I didn’t take a picture, but if you went left to right around my table on Thanksgiving you would have seen the following: a priest, a hairdresser, a photographer (sorry…photojournalist), a social worker, a graphic designer (two of them actually), my adorable mother and me, the children’s book writer. Oh, and there was my four-year old who blurted out during the blessing, “I’m done with my turkey. I want cake!” God bless him.
So what did we talk about during dinner? My life as a children’s book writer. Not welfare or photos or designing pages for photos or God or hair. Just me. Maybe the fact that I pouted in the corner with my arms folded and shouted, “ME! ME! I want to talk about ME!” had something to do with it. Not sure.

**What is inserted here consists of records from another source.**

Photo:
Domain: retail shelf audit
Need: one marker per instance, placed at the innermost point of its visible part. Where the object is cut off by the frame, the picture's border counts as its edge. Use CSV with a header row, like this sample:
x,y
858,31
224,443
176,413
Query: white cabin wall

Events like these sometimes turn into what I like to call “a case of Rowling-itis.” Where well meaning people say such things as, “Wow, you’re going to be all famous…like that Harry Potter lady!”
“Why, yes,” I say. “Right after I dethrone the queen and then dethrone Miss Hawaii.” Hopefully she has one of those VERY stretchy bathing suits. The queen that is, not Miss Hawaii. (Oh! She went there!)
Little do these lovely people know that I’d be happy with $3.50 and a bookmarker, if they’d just sell my book! No, that’s really not true. I need enough money to buy a Nintendo Wii, or else I’ll never write again. Honest.
But then I think, “Hey! I deserve to be as successful as that Harry Potter lady! I’m tall…and blonde…and write in coffee shops! It’s time to dethrone someone!”
Okay, fine. My plan is to dethrone the night manager at the local Radio Shack and then tackle the Snow Queen during the Christmas parade. But I’m on my way!
I have a feeling the conversation around the table during Thanksgiving next year will be much different. “God bless this Nintendo Wii. Let’s eat cake!”